Test script:
import torch
import torch.nn as nn
from torch.autograd import Variable
class Net(nn.Module):
def __init__(self, **config):
super(Net, self).__init__()
self.config = config
self.embedding = nn.Embedding(config['vocab_size'], config['embedding_size'])
self.rnn = nn.LSTM(
input_size = config['code_size'] + config['embedding_size'],
hidden_size = config['hidden_size'],
num_layers = config['num_layers'],
dropout = config['dropout_ratio'],
)
self.linear = nn.Linear(config['hidden_size'], config['vocab_size'])
self.softmax = nn.Softmax()
def forward(self, code, step):
batch_size = code.size()[0]
prev_index = Variable(torch.LongTensor(batch_size).fill_(self.config['beg_index']))

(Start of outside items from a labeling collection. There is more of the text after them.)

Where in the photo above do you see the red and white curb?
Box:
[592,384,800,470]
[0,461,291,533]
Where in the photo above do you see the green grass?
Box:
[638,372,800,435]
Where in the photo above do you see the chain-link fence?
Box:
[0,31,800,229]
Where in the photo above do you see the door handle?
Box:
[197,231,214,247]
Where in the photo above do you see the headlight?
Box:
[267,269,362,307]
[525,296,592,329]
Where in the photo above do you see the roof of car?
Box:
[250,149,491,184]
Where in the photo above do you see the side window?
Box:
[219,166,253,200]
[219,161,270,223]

prev_h = prev_c = Variable(torch.zeros(self.config['num_layers'], batch_size, self.config['hidden_size']))
logits = []
for i in range(step):
prev_vector = self.embedding(prev_index)
curr_input = torch.cat((code, prev_vector), 1)
curr_input = curr_input.view(1, *curr_input.size())
curr_output, (curr_h, curr_c) = self.rnn(curr_input)
prev_h, prev_c = curr_h, curr_c
logit = self.linear(curr_output.squeeze())
prev_index = torch.max(logit, 1)[1].squeeze()
logits.append(logit)
shape = (len(logits),) + logits[0].size()
logit = torch.cat(logits, 0)
prob = self.softmax(logit).view(*shape)
return prob
net = Net(
code_size = 100,
hidden_size = 50,
num_layers = 2,
dropout_ratio = 0,
vocab_size = 1000,
embedding_size = 10,
beg_index = 1,
)
code = Variable(torch.FloatTensor(14, 100))
prob = net(code, 10)
prob.backward(torch.ones(prob.size()))
Execution result (note the last line):
Traceback (most recent call last):
File "test.py", line 50, in <module>
prob.backward(torch.ones(prob.size()))
File "/Users/warbean/anaconda3/envs/py35/lib/python3.5/site-packages/torch/autograd/variable.py", line 158, in backward
self._execution_engine.run_backward((self,), (gradient,), retain_variables)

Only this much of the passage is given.